House Democrats' campaign arm said Friday it raised $7.3 million in May despite long odds of toppling Republicans from their majority.
A summary of the Democratic Congressional Campaign Committee's finances also shows them with $45.9 million in the bank. House Democrats have consistently outraised their GOP rivals this election cycle and have built a formidable savings account that they are ready to empty on ads this fall.
House Republicans also faced a Friday deadline to disclose their May fundraising. They have not yet released their figures. At the end of April, the National Republican Congressional Committee was sitting atop $32.3 million.
House Republicans have 233 seats and Democrats have 199 seats. There are three vacancies.

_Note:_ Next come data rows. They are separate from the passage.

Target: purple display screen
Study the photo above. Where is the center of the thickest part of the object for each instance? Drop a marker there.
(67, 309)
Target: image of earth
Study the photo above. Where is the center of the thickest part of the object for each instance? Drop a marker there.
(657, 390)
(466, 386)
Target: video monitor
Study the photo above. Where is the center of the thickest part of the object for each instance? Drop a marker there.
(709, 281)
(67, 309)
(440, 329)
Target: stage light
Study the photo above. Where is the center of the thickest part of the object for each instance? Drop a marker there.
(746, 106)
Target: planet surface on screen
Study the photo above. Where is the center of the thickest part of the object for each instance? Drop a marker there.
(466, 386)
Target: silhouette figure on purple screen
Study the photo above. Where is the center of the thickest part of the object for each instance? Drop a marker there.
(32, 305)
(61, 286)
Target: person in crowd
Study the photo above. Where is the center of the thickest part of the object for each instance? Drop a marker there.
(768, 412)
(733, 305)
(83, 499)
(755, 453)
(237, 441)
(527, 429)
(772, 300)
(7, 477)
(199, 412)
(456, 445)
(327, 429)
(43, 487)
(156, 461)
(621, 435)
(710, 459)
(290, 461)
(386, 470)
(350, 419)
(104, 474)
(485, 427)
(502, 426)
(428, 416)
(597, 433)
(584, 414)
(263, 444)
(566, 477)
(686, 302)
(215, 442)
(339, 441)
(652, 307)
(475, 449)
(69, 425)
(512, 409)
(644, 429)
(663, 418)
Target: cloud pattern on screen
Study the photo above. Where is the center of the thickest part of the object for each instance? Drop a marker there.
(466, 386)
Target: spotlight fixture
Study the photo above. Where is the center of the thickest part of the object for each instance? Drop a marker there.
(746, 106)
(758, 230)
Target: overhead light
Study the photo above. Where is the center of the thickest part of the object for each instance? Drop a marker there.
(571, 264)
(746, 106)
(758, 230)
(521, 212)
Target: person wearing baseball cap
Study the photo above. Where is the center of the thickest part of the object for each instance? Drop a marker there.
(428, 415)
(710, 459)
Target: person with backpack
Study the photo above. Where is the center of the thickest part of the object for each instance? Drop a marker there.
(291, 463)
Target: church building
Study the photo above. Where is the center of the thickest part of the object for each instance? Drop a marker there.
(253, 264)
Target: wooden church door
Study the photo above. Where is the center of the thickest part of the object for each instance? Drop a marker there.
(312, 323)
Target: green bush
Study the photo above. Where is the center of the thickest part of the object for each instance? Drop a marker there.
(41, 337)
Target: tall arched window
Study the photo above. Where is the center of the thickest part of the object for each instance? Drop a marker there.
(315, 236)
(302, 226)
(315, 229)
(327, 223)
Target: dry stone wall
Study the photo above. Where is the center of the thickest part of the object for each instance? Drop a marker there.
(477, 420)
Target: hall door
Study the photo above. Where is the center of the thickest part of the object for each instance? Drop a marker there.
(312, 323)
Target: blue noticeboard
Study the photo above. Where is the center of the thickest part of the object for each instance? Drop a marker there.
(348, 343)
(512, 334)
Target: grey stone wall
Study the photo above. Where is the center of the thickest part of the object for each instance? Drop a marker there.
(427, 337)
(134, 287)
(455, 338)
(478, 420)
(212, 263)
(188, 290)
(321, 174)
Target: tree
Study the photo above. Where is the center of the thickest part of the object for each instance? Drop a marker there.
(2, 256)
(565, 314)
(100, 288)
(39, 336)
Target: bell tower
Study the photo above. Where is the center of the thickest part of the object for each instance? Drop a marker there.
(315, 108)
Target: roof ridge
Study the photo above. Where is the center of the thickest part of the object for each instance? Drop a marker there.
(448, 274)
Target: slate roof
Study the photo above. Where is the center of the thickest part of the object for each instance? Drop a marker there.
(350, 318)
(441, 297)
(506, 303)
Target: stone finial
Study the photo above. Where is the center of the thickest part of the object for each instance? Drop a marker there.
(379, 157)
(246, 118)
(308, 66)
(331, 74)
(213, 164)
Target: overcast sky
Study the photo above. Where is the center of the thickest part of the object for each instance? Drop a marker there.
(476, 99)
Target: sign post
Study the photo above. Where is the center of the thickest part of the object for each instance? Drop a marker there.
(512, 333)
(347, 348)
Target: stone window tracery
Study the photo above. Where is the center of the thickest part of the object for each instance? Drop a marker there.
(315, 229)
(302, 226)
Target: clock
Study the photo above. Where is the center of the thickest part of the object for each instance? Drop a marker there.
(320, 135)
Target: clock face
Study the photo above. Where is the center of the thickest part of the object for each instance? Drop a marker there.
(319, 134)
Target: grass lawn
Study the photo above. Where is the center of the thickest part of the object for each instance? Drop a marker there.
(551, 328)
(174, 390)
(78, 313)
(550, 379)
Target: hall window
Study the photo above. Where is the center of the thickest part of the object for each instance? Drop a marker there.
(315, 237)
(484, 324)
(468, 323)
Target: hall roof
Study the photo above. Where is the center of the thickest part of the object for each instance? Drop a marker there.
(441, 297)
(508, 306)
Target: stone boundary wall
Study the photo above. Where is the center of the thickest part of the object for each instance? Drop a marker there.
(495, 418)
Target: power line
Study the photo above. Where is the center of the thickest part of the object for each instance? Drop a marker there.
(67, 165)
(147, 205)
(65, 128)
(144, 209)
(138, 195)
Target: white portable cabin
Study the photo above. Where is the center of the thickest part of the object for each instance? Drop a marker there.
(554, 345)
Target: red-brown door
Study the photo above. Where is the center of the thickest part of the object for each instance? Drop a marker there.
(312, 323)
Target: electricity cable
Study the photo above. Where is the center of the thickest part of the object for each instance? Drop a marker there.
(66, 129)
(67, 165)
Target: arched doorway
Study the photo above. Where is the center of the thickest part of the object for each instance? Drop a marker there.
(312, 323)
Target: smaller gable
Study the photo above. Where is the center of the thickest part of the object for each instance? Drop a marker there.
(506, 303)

Redrawn congressional districts after the 2010 census heavily favor Republicans, and big spending still might not be enough to tip the balance of power. Coupled with that, the party that holds the White House historically has lost seats in elections at this point in a president's term, and President Barack Obama, a Democrat, is very unpopular in many congressional districts.
Even so, House Democrats have outraised their Republican rivals in 14 of the last 16 months. If the trend holds steady for May, that streak could be extended to 15 of the last 17 months.
"Our supporters believe that it is more important than ever to have leaders in Washington who will end the damaging dysfunction and focus on strengthening the economy for middle class families," Rep. Steve Israel, head of the Democrats campaign committee, said in a statement accompanying the fundraising reports.
That level of enthusiasm among Democratic donors has allowed the DCCC to book $44 million in advertising time for November's elections. House Republicans have reserved $30 million in air time.